And I cannot help myself, I have to offer an alternative solution, that, in my opinion, might have served you better.

/** Extends strings with functions to lookup all palindromes. */
implicit class PalindromeLookup(in: String) {
  private[this] val stringLength = in.length

  class Palindrome(val start: Int, val end: Int) {
    val length = end - start

    override def toString = s"Palindrome(${in.substring(start, end)}) from $start to $end, length = $length"
  }

  object Palindrome {
    // doesn't cost much and makes the code look better
    def apply(start: Int, end: Int): Palindrome = new Palindrome(start, end)
  }

  private[this] def pivots = {
    @tailrec
    def findPalindromePivots(index: Int, result: List[Palindrome]): List[Palindrome] = {
      if (index >= stringLength - 1) {
        result
      } else {
        val char = in(index)
        val nextIndex = index + 1
        val nextNextIndex = index + 2

        // TODO: the 'oo' in 'fooof' would be ingored. 
        // (who needs palindromes of length 2 that are sub-palindromes of longer palindromes?) ;)
        if (nextNextIndex < stringLength && char == in(nextNextIndex)) {
          findPalindromePivots(nextIndex, Palindrome(index, nextNextIndex + 1) :: result)
        } else if (char == in(nextIndex)) {
          findPalindromePivots(nextIndex, Palindrome(index, nextIndex + 1) :: result)
        } else {
          findPalindromePivots(nextIndex, result)
        }
      }
    }

    findPalindromePivots(0, Nil)
  }

  @tailrec
  private[this] def expand(palindrome: Palindrome): Palindrome = {
    val newStart = palindrome.start - 1
    val newEnd = palindrome.end + 1

    if (newStart < 0 || newEnd > stringLength) {
      palindrome
    } else if (in(newStart) == in(newEnd - 1)) {
      expand(Palindrome(newStart, newEnd))
    } else {
      palindrome
    }
  }

  /**
   * Finds all palindromes in this classes input string.
   *
   * The algorithm iterates through the string once to find all palindrome pivots
   * and then iterates through the pivots and expands them to their full size.
   */
  def palindromes = pivots.map(expand)
}

Using the implicit class you can get the longest palindromes of any input string by e.g.

  inputString.palindromes.sortBy(p => -p.length)

Hope this is more helpful.

Answer 2

As already mentioned, your code is not easy to read.
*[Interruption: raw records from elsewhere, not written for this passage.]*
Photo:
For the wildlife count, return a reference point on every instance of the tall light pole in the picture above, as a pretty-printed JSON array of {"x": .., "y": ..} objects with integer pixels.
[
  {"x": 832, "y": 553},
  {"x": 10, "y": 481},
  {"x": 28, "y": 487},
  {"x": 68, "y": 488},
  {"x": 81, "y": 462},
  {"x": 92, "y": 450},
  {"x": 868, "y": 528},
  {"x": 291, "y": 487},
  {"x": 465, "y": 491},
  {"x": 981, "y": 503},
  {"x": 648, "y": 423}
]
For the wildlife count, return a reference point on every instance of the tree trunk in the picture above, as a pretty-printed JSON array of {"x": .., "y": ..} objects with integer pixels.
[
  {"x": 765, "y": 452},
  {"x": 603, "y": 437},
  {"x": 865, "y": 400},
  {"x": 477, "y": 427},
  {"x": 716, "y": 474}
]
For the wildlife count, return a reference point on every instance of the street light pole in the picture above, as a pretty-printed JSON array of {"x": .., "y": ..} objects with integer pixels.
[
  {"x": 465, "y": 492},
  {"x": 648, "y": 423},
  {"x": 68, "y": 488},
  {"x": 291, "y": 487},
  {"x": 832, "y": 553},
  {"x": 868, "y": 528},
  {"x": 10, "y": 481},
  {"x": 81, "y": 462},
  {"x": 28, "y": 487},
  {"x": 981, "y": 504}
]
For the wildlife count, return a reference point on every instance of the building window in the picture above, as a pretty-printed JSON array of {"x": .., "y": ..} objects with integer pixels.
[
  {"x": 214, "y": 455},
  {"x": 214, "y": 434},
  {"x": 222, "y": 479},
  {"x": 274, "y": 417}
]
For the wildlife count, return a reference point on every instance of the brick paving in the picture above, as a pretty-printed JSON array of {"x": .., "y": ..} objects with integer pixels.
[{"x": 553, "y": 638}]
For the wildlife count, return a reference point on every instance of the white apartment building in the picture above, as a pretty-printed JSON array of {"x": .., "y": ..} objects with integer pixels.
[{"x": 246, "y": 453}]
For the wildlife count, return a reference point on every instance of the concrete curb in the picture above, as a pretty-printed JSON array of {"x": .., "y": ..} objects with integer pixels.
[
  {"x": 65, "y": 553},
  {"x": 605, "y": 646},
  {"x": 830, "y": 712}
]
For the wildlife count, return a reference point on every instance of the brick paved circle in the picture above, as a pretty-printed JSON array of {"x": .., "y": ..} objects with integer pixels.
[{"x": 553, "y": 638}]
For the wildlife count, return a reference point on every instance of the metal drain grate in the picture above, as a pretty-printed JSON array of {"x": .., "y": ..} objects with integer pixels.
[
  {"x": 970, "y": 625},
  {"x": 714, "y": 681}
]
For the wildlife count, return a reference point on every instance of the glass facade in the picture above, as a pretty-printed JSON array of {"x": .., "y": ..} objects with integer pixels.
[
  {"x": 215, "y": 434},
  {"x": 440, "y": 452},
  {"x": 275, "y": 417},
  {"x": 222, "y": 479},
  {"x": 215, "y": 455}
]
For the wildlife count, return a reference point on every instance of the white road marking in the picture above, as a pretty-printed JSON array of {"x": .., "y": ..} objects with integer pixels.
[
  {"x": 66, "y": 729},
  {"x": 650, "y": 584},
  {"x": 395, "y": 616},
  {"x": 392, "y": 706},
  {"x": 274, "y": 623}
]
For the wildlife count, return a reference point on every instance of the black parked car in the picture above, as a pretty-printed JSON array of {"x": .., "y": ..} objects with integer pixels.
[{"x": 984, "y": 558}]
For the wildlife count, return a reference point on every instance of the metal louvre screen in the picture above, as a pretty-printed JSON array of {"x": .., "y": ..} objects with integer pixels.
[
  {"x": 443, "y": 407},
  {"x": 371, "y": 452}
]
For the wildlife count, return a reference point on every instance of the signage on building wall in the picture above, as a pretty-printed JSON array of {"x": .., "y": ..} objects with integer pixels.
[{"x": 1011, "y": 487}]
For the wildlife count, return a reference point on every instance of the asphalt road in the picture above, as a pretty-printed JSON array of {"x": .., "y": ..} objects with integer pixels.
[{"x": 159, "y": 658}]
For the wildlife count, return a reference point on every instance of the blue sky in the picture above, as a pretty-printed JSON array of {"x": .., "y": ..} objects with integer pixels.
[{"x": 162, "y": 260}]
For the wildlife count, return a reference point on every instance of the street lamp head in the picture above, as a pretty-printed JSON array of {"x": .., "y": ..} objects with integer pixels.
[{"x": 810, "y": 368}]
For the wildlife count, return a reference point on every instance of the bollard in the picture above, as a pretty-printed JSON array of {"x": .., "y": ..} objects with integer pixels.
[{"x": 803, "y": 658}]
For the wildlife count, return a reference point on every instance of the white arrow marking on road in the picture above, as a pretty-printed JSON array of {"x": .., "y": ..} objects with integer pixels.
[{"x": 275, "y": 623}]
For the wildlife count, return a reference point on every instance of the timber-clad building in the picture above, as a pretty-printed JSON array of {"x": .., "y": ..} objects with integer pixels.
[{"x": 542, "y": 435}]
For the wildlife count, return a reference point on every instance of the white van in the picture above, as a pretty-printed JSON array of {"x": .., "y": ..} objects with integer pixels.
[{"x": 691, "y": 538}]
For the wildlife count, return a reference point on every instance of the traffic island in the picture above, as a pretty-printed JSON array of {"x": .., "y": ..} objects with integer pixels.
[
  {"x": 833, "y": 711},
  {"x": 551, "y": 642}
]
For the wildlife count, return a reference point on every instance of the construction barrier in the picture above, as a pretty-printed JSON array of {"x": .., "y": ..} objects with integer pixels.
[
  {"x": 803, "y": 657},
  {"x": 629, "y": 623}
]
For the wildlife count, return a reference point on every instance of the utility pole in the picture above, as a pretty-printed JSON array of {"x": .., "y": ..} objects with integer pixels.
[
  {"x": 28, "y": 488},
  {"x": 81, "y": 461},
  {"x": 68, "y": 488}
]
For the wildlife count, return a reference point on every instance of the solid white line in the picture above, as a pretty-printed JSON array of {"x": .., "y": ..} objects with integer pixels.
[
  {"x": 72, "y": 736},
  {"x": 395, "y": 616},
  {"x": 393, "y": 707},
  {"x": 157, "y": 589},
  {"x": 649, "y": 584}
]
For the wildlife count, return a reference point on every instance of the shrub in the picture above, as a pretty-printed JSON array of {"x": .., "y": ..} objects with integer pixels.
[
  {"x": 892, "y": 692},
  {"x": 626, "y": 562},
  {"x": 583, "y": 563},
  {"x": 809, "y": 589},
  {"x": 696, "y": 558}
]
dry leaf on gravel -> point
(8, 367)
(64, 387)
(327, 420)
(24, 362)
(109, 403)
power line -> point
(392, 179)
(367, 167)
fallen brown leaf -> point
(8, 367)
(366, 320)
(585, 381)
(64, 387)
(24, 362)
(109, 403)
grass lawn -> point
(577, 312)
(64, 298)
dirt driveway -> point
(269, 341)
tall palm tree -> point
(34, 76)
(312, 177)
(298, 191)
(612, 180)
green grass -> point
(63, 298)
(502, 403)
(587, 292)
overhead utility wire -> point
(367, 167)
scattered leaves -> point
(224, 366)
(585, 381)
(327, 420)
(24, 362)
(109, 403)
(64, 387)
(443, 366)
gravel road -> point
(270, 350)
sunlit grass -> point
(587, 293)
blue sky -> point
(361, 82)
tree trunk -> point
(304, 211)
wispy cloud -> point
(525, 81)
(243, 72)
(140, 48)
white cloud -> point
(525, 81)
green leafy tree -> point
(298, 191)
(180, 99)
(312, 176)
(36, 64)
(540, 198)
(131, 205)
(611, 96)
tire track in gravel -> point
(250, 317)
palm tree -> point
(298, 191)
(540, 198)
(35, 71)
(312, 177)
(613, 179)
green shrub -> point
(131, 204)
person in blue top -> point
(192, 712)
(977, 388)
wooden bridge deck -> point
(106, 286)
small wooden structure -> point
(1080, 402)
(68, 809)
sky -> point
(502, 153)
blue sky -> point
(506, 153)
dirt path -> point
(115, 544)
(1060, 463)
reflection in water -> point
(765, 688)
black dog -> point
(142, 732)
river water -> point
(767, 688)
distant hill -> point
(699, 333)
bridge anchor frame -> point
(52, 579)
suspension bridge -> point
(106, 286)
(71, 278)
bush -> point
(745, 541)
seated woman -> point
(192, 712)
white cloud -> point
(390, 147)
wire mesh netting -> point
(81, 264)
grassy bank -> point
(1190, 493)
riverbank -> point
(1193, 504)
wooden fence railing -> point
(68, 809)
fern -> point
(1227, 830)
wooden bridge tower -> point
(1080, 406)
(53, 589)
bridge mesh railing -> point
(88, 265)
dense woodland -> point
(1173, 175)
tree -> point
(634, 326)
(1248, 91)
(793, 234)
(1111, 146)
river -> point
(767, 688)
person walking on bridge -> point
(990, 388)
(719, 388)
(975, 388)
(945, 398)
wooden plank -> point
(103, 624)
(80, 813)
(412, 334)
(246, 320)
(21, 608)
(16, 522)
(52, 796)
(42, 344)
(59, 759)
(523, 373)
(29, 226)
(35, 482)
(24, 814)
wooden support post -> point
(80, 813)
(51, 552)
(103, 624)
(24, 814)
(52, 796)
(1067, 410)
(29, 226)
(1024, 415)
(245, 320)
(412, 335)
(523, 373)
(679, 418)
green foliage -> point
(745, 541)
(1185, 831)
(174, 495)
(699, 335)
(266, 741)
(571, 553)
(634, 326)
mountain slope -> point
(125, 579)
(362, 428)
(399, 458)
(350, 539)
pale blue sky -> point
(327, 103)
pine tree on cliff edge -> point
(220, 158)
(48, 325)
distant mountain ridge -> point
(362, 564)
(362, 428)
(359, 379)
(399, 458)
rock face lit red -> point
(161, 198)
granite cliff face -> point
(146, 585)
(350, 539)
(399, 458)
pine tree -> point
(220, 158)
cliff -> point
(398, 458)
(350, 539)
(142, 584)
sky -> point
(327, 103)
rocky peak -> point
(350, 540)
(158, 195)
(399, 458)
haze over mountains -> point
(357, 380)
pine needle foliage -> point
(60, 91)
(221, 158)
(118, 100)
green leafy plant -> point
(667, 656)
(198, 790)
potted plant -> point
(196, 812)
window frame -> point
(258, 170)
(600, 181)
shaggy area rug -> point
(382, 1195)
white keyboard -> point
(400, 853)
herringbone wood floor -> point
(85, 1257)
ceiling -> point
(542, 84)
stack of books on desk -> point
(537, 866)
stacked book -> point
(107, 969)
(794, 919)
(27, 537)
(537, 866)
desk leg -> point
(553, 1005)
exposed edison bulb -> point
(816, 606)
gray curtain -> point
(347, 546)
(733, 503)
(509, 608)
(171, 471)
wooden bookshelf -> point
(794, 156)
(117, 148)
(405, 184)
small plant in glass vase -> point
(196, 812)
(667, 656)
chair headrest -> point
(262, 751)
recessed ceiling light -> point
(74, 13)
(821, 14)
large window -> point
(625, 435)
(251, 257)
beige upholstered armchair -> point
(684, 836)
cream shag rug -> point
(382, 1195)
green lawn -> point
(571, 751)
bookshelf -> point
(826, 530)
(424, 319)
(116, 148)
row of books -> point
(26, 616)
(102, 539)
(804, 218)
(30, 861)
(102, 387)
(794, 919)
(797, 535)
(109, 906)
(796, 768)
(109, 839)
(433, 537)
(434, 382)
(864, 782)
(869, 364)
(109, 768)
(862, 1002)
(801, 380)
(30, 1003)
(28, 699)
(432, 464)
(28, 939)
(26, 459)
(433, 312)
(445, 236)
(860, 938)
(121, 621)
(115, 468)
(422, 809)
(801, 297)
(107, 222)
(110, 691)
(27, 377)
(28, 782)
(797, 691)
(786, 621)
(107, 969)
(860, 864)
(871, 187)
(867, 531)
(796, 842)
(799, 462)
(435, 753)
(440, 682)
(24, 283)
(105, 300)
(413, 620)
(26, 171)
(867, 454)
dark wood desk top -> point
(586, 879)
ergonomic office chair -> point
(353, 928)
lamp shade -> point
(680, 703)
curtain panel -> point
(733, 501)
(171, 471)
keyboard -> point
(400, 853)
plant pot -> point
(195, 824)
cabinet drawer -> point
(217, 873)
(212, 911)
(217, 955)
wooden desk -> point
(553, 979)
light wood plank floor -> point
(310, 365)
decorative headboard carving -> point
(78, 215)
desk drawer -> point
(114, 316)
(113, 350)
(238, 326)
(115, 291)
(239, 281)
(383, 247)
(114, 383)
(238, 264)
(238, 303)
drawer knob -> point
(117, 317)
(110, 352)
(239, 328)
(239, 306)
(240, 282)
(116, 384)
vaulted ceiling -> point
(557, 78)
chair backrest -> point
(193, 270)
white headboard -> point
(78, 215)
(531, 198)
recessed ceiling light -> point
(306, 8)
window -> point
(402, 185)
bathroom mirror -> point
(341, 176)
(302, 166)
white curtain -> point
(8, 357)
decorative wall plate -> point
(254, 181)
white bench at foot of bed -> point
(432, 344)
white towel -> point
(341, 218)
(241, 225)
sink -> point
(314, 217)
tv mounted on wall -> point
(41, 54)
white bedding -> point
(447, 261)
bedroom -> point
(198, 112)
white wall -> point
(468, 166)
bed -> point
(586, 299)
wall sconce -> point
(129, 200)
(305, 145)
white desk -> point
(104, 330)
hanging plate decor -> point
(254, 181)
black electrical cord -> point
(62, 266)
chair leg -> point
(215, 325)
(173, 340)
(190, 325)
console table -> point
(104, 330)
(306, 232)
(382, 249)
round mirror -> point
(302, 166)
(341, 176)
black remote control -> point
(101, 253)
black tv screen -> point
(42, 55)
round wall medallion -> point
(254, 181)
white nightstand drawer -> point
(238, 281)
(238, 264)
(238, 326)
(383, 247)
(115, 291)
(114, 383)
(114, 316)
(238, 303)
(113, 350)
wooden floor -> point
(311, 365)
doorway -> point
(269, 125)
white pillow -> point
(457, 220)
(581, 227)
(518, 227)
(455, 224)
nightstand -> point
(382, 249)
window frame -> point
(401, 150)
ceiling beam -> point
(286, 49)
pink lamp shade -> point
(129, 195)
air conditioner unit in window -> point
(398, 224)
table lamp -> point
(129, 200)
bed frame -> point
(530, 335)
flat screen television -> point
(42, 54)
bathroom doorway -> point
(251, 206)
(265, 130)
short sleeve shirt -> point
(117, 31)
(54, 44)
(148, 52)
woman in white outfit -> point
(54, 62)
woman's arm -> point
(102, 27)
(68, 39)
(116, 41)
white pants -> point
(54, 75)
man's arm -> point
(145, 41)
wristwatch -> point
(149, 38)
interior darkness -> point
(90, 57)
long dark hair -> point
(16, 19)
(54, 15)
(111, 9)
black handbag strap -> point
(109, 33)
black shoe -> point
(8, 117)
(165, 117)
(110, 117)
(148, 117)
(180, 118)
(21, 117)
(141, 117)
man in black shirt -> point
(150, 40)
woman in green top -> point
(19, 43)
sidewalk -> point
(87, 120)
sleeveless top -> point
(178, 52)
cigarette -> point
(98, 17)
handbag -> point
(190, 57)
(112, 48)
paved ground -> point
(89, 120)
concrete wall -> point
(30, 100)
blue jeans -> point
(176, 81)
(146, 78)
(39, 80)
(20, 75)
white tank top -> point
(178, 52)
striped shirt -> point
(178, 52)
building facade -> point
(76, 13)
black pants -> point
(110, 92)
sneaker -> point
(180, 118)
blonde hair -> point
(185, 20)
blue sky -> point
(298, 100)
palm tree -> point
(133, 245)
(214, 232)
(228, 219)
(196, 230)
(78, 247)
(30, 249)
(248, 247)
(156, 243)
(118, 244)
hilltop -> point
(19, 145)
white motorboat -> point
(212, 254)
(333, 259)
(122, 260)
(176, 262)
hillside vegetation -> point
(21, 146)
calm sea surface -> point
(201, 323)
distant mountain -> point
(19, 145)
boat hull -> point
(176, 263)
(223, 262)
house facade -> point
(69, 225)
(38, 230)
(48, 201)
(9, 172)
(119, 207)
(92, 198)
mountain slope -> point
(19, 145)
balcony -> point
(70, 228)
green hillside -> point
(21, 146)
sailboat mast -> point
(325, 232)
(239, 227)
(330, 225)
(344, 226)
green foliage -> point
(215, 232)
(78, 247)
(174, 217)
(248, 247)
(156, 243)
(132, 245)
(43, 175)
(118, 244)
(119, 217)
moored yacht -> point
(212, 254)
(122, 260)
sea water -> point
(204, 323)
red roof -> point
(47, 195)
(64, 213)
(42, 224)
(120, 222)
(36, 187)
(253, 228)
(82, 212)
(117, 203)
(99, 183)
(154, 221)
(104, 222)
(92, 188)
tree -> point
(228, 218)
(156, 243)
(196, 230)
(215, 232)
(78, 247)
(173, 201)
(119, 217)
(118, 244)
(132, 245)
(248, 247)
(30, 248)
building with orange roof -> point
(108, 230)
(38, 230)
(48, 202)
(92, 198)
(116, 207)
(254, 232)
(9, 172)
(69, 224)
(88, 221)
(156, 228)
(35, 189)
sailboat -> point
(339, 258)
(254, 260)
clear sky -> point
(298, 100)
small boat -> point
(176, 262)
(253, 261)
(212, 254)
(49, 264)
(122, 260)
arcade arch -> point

Also, your algorithm probably isn't nowhere near \$ O \left( n^3 \right) \$ in practice because of groupBy, combinations, and many calls to exists. All those introduce large overhead.

Here's my attempt (with a bug in findLongestPalindromeAtPos, but the general idea should be clear and I'll try to fix it in my free time):

object BruteForce {

  def apply(text: String): Seq[(Int, Int)] = {
    val all = findAllPalindromes(text)
    removeContainedPalindromes(all).sortBy(palindromeLength)
  }

  private def findAllPalindromes(text: String) = {
    for {
      i ← 0.5f until text.length by 0.5f
      (from, to) ← findLongestPalindromeAtPos(text, i)
    } yield (from, to)
  }

  private def removeContainedPalindromes(all: Seq[(Int, Int)]) = {
    var currentMaxTo = 0
    for {
      (from, to) ← all.sortBy(palindromeLength).sortBy(palindromePosition)
      if to > currentMaxTo
      _ = currentMaxTo = to
    } yield (from, to)
  }

  private def findLongestPalindromeAtPos(text: String, pos: Float): Option[(Int, Int)] = {
    var from = math.floor(pos - 0.5f).toInt
    var to = math.round(pos + 0.5f)
    while (palindromeProperty(text, from - 1, to + 1)) {
      from -= 1
      to += 1
    }
    if (palindromeProperty(text, from, to)) Some((from, to)) else None
  }

  private def palindromeProperty(text: String, from: Int, to: Int) =
    from >= 0 && to < text.length && to - from > 1 && text(from) == text(to)

  private def palindromeLength(range: (Int, Int)) = {
    val (start, end) = range
    start - end
  }

  private def palindromePosition(range: (Int, Int)) = {
    val (start, _) = range
    start
  }

}